La institucionalización de la mediocridad en detrimento del mérito.
Lo que si cabe resaltar es que la obsecuencia es un arte despreciable. Esto, aunque absolutamente cierto y comprobable, no exculpa en su totalidad a la política paraguaya en general, ella se ha encargado de entronizar a la obsecuencia como virtud cardinal.
La obsecuencia, arte despreciable pero prolífica e impúdicamente ejercido, se practica a diario en el congreso de la nación, tanto por aquellos que históricamente lo elevaron de categoría como por nuevos actores que no se privan de gritar lisonjas y adulaciones, aunque necesiten de un megáfono para que sus palabras lamedoras lleguen hasta lo más alto. Porque, convengamos, el lacayo no nace, se hace; lo que, con algo de empeño y práctica, cualquiera que tase en tres mangos su dignidad, puede dominar este oficio tan miserable como útil.
Solo necesita sobresalir en unas pocas cosas: primero, la reverencia como dogma. La reverencia servil es la glorificación civil de la obediencia. Es una celebración de la entrega absoluta de la propia voluntad, elevada a un espectáculo que trasciende la crítica y convierte la sumisión en un acto de virtud.
Este es el regalo envenenado que la partidocracia -que algunos llaman la casta, aunque van sucumbiendo al veneno- le ha hecho a la República. Se ha colado, primero, en los resquicios deshonestos que siempre existen en toda organización humana, para luego expandirse por todo el cuerpo social.

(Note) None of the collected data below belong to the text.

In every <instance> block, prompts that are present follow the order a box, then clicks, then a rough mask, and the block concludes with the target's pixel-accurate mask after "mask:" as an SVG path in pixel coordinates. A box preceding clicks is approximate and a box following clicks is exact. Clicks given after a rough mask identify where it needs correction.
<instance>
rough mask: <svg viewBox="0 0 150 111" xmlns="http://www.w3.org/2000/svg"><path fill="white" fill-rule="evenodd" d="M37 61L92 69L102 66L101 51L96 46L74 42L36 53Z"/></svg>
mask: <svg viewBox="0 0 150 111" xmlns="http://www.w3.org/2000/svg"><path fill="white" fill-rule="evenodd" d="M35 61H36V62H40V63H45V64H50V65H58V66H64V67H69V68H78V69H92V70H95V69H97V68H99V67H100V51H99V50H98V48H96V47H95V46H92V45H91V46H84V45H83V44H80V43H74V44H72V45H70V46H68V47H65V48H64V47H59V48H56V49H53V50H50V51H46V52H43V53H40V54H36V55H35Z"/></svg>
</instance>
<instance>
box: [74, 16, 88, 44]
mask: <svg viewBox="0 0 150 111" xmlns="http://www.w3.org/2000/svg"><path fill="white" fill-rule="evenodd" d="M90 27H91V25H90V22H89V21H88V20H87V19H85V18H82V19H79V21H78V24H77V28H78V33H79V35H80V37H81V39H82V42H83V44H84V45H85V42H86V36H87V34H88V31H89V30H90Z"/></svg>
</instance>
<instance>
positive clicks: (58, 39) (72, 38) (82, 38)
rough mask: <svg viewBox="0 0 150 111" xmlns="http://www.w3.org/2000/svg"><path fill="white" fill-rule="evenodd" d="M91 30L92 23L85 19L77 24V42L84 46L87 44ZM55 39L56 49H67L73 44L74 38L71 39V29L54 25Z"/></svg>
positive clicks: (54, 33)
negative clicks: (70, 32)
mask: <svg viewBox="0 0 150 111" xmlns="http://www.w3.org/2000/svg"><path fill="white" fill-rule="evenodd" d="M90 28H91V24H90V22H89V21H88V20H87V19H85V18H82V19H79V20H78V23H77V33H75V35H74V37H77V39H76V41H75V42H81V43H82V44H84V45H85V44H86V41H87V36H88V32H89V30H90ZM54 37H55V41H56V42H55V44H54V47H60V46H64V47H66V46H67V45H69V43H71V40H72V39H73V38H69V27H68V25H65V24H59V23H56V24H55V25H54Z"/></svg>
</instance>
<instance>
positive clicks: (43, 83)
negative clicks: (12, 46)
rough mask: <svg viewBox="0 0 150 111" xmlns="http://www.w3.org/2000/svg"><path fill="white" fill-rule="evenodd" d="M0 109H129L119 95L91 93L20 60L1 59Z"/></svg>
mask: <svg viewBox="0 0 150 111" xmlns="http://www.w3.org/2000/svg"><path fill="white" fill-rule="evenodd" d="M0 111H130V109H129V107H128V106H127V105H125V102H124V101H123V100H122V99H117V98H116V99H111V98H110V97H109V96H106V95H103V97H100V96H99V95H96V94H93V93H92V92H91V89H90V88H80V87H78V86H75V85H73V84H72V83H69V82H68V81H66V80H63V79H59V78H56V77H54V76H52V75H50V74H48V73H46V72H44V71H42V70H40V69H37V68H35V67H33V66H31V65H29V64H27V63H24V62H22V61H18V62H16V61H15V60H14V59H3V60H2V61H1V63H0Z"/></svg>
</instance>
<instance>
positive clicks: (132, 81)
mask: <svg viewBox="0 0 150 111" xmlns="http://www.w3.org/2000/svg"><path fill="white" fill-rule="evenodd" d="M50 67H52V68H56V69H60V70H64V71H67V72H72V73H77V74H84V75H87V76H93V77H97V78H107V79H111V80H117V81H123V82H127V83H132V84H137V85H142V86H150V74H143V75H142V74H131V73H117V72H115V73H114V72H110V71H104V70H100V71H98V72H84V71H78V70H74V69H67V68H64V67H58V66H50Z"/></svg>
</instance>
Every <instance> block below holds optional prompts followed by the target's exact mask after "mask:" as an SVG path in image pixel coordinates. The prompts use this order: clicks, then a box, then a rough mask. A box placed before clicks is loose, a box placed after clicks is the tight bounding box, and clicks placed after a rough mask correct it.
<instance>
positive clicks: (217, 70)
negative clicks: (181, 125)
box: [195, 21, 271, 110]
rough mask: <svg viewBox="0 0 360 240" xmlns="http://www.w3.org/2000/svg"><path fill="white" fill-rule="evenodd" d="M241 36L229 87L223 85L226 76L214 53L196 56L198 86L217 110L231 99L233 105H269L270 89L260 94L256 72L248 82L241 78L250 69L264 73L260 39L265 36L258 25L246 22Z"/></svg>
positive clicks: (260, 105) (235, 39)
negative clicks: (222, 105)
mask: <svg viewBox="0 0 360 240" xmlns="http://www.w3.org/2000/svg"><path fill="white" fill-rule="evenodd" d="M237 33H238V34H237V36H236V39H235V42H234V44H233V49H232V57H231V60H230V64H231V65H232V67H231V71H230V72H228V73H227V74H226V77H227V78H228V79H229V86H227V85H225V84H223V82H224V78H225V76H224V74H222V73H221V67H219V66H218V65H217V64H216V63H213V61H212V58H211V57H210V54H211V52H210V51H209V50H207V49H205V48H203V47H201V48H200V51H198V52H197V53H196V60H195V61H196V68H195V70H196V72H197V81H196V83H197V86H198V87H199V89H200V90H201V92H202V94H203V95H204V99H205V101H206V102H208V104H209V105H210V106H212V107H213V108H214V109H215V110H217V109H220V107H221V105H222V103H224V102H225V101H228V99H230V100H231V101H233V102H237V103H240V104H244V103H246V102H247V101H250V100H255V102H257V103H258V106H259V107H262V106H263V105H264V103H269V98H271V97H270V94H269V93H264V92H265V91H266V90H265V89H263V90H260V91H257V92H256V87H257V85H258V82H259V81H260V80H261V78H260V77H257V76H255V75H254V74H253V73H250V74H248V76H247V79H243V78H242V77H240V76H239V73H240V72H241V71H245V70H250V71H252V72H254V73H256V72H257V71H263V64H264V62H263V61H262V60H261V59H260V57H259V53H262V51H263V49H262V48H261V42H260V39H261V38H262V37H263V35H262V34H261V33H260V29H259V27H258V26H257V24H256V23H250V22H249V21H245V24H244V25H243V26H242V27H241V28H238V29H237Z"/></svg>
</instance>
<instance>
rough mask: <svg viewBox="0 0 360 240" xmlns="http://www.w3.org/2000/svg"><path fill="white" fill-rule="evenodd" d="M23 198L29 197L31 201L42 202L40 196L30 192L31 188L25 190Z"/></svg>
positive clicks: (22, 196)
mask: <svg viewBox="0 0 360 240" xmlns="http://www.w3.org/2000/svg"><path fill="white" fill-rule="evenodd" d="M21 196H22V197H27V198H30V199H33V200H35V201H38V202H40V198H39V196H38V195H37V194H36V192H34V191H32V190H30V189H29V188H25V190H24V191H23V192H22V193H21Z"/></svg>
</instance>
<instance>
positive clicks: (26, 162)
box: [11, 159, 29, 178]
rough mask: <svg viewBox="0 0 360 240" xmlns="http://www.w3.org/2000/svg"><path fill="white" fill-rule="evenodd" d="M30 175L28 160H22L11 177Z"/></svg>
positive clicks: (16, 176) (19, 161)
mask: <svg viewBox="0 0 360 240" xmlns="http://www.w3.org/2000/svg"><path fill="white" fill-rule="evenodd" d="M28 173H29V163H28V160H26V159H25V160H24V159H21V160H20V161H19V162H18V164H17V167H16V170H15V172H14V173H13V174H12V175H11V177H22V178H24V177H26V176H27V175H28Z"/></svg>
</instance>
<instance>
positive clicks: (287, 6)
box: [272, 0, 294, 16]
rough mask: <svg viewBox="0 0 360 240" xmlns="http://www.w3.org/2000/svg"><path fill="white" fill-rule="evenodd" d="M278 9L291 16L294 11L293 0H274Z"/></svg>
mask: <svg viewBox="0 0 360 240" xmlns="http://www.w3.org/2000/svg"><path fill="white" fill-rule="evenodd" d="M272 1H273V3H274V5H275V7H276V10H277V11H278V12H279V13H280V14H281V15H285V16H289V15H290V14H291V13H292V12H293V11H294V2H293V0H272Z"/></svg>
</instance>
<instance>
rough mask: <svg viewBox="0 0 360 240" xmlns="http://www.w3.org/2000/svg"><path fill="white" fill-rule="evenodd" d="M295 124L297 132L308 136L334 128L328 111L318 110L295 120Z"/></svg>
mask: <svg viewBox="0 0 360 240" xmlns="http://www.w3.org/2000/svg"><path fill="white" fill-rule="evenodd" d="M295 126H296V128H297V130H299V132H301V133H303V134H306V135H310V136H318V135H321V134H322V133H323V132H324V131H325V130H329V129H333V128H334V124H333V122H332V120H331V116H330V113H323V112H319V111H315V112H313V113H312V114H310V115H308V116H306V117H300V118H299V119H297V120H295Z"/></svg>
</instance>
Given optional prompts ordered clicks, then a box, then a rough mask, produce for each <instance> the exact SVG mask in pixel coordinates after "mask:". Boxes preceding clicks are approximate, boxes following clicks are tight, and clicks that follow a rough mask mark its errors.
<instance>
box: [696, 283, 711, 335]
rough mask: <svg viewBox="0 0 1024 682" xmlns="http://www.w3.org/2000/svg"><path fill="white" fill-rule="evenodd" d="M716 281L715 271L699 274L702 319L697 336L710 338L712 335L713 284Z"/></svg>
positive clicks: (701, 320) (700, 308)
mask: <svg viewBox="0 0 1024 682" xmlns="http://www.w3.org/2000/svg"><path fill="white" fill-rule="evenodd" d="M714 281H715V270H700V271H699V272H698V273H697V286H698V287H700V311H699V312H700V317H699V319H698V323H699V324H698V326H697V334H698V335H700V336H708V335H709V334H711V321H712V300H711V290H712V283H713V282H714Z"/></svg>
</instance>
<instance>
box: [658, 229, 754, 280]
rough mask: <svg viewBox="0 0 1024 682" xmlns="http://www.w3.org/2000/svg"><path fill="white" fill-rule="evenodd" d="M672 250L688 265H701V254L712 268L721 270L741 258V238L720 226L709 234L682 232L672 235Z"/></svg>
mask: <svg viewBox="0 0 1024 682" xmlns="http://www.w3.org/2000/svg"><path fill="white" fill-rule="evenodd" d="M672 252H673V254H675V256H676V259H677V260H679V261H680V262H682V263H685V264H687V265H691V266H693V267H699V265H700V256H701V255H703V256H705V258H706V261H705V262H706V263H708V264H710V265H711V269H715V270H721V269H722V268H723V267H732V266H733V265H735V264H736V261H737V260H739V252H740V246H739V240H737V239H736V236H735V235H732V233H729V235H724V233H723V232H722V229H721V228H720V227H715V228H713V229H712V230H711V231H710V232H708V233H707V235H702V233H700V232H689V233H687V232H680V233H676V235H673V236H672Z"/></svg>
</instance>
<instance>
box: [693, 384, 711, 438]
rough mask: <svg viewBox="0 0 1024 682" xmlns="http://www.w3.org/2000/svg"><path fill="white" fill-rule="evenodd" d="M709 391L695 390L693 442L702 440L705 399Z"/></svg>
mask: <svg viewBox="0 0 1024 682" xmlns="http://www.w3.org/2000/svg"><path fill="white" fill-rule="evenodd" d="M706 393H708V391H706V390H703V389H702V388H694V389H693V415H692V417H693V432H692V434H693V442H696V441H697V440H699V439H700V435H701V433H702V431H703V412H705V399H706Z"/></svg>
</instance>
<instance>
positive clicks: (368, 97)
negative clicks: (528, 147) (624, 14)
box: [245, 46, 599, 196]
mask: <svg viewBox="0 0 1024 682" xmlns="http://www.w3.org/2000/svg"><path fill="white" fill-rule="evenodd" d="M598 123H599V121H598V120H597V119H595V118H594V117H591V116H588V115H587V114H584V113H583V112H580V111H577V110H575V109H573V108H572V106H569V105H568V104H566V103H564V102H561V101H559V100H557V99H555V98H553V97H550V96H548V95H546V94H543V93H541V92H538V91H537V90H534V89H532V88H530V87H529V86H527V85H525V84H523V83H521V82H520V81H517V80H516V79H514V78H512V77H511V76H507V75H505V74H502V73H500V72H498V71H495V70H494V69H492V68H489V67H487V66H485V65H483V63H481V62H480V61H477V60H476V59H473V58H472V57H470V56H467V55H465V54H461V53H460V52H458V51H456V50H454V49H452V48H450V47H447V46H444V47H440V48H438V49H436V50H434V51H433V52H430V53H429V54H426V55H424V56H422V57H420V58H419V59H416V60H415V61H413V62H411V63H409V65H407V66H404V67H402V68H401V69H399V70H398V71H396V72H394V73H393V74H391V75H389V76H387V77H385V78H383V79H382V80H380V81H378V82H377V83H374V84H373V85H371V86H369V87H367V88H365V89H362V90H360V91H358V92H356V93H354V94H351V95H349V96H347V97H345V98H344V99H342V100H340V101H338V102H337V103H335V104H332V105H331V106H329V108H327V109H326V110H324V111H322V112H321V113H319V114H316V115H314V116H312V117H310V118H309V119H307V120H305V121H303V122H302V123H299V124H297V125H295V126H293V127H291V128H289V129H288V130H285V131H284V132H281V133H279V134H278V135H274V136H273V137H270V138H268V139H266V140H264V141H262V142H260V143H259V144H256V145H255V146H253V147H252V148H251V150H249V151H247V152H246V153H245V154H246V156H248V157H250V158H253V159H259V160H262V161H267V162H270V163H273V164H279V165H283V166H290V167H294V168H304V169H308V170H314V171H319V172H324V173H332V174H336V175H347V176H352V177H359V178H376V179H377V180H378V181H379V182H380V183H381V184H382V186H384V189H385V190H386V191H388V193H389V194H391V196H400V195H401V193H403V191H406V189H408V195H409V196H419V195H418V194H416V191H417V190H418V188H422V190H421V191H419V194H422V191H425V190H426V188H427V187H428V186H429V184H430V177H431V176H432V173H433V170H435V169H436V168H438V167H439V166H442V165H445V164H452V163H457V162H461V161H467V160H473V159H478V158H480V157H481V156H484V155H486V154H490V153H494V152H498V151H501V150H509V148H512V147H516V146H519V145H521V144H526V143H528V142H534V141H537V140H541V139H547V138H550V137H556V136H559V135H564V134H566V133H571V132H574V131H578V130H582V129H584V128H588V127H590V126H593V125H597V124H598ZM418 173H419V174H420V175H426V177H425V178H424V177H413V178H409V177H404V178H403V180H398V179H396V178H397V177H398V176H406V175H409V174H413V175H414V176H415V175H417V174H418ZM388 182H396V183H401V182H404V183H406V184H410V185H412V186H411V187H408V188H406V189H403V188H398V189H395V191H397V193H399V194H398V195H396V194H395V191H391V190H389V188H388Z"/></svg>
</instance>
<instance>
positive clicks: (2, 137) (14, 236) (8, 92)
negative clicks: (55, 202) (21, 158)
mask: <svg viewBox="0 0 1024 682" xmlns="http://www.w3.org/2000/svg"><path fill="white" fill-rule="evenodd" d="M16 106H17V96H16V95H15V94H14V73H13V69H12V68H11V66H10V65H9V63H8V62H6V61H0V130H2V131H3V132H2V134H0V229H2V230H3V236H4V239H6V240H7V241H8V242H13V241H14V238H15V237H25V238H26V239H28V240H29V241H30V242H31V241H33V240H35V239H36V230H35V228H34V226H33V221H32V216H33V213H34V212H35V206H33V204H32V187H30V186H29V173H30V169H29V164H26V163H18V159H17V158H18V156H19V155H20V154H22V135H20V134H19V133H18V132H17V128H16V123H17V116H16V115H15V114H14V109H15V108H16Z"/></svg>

La obsecuencia ha desvalorizado la discusión interna en los partidos, se obedece y basta, quien no, saca los pies del plato y debe soportar las consecuencias. Hacer preguntas inteligentes, aportar ideas brillantes o tener opiniones firmes se ha devaluado porque el buen obsecuente no opina, no critica, no sugiere. Su arte es repetir como loro, asentir como muñeco de feria y adaptarse como un junco al viento.
En definitiva, la política paraguaya ha hecho de la obsecuencia su columna vertebral. Las consecuencias son tan evidentes como desalentadoras: un sistema donde la mediocridad florece, el mérito carece de valor y las voces críticas se apagan. La democracia, en este contexto, se transforma en una tragicomedia, donde los actores principales no son líderes, sino sombras que se mueven al compás de quien maneja los hilos. Y mientras tanto, el ciudadano común, atrapado en este teatro del absurdo, paga el precio de un sistema que glorifica la sumisión y castiga la integridad.